Cyrus wiped his forehead on the back of his wrist.

“Cy?” Antigone asked. “What are we doing?”

Cyrus slid down into a crouch. He had to make a decision now.

“Quick,” he said. “We find out about this touch of life.”

Oliver Laughlin yawned and stretched his Reborn but still adolescent body. He crossed his feet at the ankles and folded his hands around the Dragon’s Tooth, letting them rest on his stomach. The plane was absurdly loud and absurdly cold, but collecting as many aircraft as he
had over the last few weeks had required the remainder of his wealth and a great deal of theft. Pickiness would have been foolish. And he could, after all, silence the noise inside his skull; he could push warmth through his body. The flip-down stretcher he had claimed for himself was uncomfortable enough that it must have been intended for use by the dead. But that could be altered within his mind as well. Complaining nerves were tamed and his mind focused on the broader game at hand.

Phoenix was striking for the throat.

Radu was testing the trap. He had firebombed Ashtown and sent in a team of at least nine transmortals. Somehow, Rupert Greeves was on-site, but he wouldn’t be for long.

Radu Bey would enter Ashtown. The Burials would be opened, and Phoenix and two hundred of his sons would be in place, ready to constrict.

The old powers would be offered a choice.

Mortality: true, complete, and final death.

Immortality: but only in blood-bound allegiance to Phoenix.

Phoenix knew that some would fight. But his Reborn would be firing darts full of tooth potion already tested and proven in that skirmish in the cigar factory. If the darts could stun Gilgamesh, a sufficient number could temporarily drop any of the transmortals.
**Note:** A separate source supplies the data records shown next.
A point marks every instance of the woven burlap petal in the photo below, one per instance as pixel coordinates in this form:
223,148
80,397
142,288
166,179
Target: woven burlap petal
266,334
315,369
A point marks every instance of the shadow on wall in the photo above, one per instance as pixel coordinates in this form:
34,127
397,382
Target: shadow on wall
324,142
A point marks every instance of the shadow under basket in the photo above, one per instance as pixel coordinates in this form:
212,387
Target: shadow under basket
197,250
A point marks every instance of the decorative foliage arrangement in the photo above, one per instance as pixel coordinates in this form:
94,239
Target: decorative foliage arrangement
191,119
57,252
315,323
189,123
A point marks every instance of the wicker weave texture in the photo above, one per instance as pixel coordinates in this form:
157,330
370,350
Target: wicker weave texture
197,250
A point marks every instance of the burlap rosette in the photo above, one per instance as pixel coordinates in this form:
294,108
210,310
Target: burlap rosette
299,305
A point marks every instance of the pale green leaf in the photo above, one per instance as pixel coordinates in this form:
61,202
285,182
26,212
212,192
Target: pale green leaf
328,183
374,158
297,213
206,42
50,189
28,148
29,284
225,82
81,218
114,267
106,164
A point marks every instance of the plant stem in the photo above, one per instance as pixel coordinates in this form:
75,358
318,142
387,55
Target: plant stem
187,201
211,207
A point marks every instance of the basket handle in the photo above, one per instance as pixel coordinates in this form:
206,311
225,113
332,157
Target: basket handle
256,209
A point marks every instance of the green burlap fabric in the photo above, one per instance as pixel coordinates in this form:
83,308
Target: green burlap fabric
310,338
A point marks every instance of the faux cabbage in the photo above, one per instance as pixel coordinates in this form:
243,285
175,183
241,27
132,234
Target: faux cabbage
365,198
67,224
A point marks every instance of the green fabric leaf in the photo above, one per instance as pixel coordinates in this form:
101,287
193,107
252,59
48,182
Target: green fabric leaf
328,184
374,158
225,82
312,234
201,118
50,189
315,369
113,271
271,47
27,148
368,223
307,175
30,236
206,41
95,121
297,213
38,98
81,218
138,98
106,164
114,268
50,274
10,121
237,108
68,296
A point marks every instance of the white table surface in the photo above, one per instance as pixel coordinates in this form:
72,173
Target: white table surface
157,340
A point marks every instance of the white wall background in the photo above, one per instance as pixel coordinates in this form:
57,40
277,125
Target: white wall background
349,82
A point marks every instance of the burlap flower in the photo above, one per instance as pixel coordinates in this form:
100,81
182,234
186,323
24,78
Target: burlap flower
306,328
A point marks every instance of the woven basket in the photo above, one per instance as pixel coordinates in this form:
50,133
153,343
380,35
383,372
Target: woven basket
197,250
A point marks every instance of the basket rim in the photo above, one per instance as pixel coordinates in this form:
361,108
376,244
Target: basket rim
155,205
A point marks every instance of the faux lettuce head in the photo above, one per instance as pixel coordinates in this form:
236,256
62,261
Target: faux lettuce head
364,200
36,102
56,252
Phoenix had
even sent Radu a little sample along with the ritual tokens to help him enter Ashtown—a threat to accompany his gift.
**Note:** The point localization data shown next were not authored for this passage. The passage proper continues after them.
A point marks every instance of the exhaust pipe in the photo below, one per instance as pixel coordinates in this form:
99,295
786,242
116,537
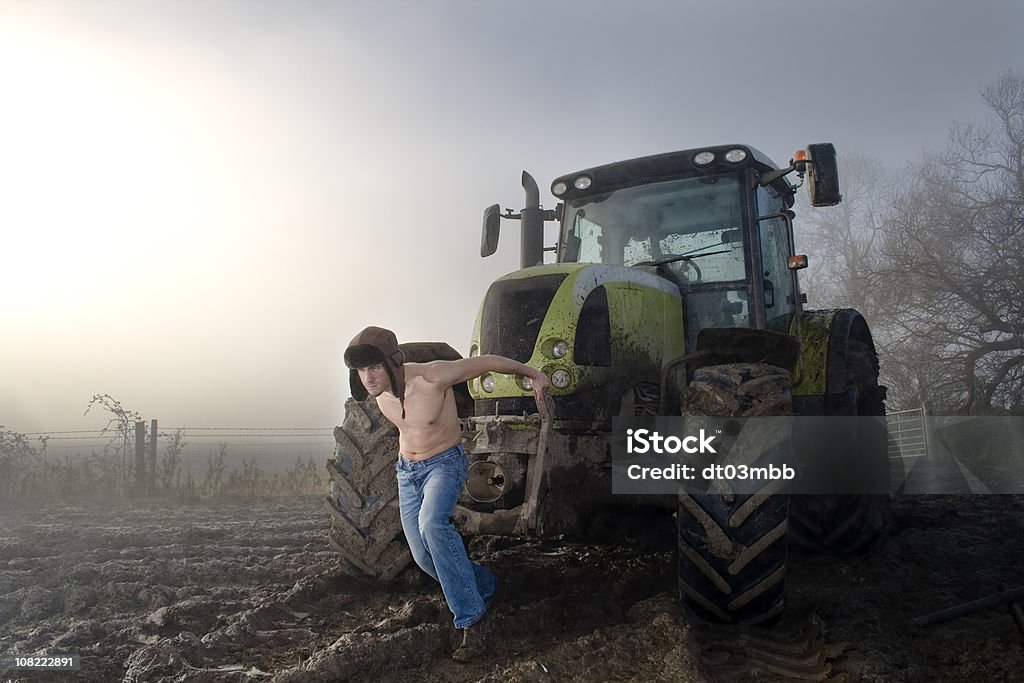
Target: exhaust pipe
531,225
In the end, Phoenix expected to execute many with the tooth that tipped his cane—perhaps even rebestowing transmortality on a few of his most-trusted Reborn sons. But surely most of the dragons would kneel. They were lovers of power, unused to fear. They would feel terror and awe, and they would be bound to him.

And then he would govern the storm.

Oliver yawned and felt the pleasure of young lungs inside a taut chest, undecayed by age. The human authorities were scurrying. A plane had crashed in the lake. The smoke rising up from Ashtown would be visible for miles. Some fools were sure to investigate.
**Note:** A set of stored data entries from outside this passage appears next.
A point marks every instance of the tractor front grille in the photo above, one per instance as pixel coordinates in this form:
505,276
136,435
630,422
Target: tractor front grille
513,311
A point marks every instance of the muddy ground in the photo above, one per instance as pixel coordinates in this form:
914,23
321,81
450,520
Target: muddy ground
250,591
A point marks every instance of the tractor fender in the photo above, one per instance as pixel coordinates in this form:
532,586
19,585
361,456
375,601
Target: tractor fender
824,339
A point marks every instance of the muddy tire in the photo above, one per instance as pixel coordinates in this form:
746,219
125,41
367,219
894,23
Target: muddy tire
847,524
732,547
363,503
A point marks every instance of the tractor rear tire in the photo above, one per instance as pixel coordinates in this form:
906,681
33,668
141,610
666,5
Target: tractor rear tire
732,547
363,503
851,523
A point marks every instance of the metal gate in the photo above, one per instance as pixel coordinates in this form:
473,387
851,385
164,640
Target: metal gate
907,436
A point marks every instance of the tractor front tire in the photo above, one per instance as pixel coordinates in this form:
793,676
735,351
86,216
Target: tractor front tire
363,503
Oliver closed his eyes and smiled at the thought of what those people would be walking into.

The living stone was warm beneath Cyrus’s palm. It felt like mud, but it was dry, and as dense and heavy as stone. Because it
was
stone. If he punched it, his knuckles would break. But when he pressed on it lightly, it depressed beneath his fingers. If he had time to experiment, he could probably stab his knife right through the slab, one slow centimeter at a time.

“Cy, are you sure about this?” Antigone chewed her lower lip while she watched.

“Of course not,” Cyrus said. “I’m unsure about everything right now.”

The silver Solomon Key rippled and morphed into a long, jagged leaf as he slid it into the hole and turned.

The slab bent inward slowly in the center, and then swung open.

The room inside was on fire with sunlight. Cyrus staggered back across the hall, blinking. Antigone threw an arm up over her eyes.

Warm air swirled out into the corridor. The floor of the chamber was covered with vines and grass and bright flowers that looked like they were made of pottery or porcelain, but all of it was moving, bending slightly in a breeze. The chamber was deep, the vaulted ceiling high, and the far wall held the white fiery orb of a false sun. It was setting, inching down toward the floor. Every pillar had sprouted branches, and they were heavy with fruit and blossoms. Huge clusters of grapes hung down from the ceiling.